Class Activity, September 26

Confidence intervals with the Titanic data

In this class activity, we will construct confidence intervals for quantities of interest in the titanic data. Let \(Y_i\) denote whether passenger \(i\) survived. We fit the model

\[Y_i \sim Bernoulli(p_i)\]

\[\log \left( \dfrac{p_i}{1 - p_i} \right) = \beta_0 + \beta_1 Sex_i + \beta_2 Age_i + \beta_3 SecondClass_i + \\ \hspace{3cm} \beta_4 FirstClass_i + \beta_5 Sex_i \cdot Age_i\]

Questions

  1. Run the code below to construct a 95% confidence interval for \(\beta_4 - \beta_3\), the difference in log odds between first and second class passengers with the same sex and age.
# read in the data, and convert passenger class with a factor
# specify that the order is third, second, first
titanic <- read.csv("https://sta214-f22.github.io/labs/Titanic.csv")
titanic <- titanic %>%
  drop_na() %>%
  mutate(Pclass = factor(Pclass, levels = c(3, 2, 1))) 

# fit a logistic regression model
m1 <- glm(Survived ~ Sex*Age + Pclass, data = titanic, family = binomial)

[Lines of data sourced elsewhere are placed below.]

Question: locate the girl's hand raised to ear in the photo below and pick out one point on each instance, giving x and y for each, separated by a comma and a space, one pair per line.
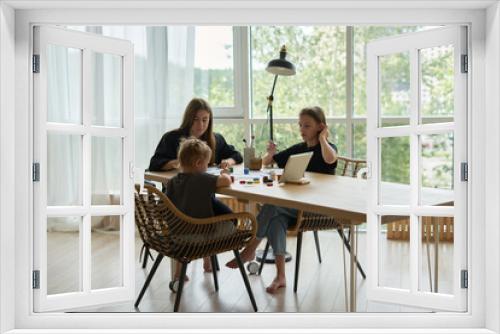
271, 148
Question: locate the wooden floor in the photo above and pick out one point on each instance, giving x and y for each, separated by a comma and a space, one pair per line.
321, 286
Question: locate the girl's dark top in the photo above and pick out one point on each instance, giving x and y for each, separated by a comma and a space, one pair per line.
169, 145
317, 164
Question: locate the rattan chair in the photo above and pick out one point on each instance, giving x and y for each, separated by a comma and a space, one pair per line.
173, 234
145, 251
308, 221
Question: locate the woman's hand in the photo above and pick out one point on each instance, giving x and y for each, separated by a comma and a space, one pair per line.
271, 148
172, 164
323, 135
226, 163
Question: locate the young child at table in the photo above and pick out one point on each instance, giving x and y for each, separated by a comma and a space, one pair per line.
192, 190
273, 221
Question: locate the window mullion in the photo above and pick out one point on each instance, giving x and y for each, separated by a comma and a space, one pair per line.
349, 90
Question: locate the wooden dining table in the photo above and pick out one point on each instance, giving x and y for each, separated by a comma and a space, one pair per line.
343, 197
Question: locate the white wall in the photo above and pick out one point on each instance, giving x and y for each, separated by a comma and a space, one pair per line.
492, 211
7, 160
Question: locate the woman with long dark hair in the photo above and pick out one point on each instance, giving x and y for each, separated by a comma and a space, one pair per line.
197, 122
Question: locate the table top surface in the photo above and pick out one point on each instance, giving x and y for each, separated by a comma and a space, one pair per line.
343, 196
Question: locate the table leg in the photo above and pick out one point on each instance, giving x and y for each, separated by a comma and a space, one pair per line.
436, 253
352, 289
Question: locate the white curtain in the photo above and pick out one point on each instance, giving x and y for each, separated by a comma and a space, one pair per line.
164, 76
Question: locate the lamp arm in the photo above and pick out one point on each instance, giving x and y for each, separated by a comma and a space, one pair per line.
270, 99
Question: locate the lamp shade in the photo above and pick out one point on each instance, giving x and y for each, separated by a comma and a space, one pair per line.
281, 66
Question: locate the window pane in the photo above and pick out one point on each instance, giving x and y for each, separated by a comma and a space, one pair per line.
437, 84
436, 249
363, 35
233, 133
107, 85
64, 169
394, 85
63, 254
106, 252
338, 137
359, 144
64, 84
213, 63
437, 169
106, 171
395, 171
394, 252
319, 56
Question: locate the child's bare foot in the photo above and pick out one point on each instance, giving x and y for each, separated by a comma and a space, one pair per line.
276, 284
246, 255
207, 265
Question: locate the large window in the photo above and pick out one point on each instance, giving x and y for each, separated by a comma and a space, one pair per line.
320, 54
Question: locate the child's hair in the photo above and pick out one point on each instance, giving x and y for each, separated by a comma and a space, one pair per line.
315, 113
191, 150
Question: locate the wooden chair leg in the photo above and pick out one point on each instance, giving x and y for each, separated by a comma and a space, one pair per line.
316, 241
297, 261
145, 258
348, 246
216, 263
148, 279
213, 259
181, 286
245, 279
263, 259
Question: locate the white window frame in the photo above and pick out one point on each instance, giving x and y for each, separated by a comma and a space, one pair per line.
243, 95
483, 123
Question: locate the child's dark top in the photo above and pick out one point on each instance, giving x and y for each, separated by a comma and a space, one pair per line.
169, 146
193, 193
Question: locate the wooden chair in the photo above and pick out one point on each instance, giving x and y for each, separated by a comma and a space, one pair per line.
307, 221
171, 233
145, 251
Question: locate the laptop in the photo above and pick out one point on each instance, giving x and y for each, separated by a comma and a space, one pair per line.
295, 167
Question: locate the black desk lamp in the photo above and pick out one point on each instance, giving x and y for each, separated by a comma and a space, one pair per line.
279, 66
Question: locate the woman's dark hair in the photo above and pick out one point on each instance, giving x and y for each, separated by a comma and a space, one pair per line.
315, 113
192, 109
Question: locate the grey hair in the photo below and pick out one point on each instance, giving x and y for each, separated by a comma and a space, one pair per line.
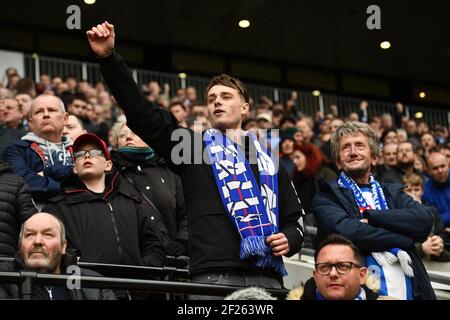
355, 128
61, 225
61, 103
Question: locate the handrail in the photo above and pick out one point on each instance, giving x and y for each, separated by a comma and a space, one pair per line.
34, 65
124, 283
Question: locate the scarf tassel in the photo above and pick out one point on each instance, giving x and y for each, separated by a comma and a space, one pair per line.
257, 246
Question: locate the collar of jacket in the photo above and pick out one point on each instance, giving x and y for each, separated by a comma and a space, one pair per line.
122, 162
5, 166
344, 196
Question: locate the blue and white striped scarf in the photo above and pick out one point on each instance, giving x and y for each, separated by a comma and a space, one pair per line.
252, 208
378, 262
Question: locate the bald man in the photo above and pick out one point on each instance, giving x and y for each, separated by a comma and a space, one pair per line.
42, 248
43, 157
437, 189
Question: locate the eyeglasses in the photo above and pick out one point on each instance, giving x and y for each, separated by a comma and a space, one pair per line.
93, 153
341, 267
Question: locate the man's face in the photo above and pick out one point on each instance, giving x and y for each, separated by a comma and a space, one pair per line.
411, 127
438, 167
405, 155
12, 115
355, 155
390, 154
287, 146
41, 247
78, 107
47, 116
414, 191
90, 166
305, 130
178, 112
299, 160
73, 128
128, 138
427, 141
226, 107
446, 153
24, 101
336, 286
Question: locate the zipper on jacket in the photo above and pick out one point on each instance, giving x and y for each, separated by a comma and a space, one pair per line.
119, 247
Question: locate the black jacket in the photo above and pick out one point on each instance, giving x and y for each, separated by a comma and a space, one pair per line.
214, 242
112, 228
163, 188
406, 221
7, 136
16, 206
11, 291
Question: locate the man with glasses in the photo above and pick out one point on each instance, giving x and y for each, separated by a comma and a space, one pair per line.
380, 219
339, 273
105, 220
42, 157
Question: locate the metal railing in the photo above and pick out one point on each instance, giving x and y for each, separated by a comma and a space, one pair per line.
309, 104
26, 280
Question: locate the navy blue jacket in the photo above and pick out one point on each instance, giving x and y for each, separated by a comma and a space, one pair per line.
27, 163
407, 221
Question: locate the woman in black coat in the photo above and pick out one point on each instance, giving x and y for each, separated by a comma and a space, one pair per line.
154, 183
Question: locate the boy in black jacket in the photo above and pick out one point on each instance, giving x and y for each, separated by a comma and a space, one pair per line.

# now we want to construct a confidence interval for beta_4 - beta_3
# first, create a vector to specify the linear combination of coefficients
# (note that by default, R puts interaction coefficients at the end)
a <- c(0, 0, 0, -1, 1, 0)

# calculate lower and upper bounds
t(a) %*% coef(m1) - qnorm(0.975) * sqrt(t(a) %*% vcov(m1) %*% a)
t(a) %*% coef(m1) + qnorm(0.975) * sqrt(t(a) %*% vcov(m1) %*% a)
  1. Modify the code from Question 1 (you just need to change the a vector) to create a 95% confidence interval for the log odds of survival for a 20 year old, female passenger in second class.

  2. Using your confidence interval from Question 2, create a 95% confidence interval for the probability of survival for a 20 year old, female passenger in second class.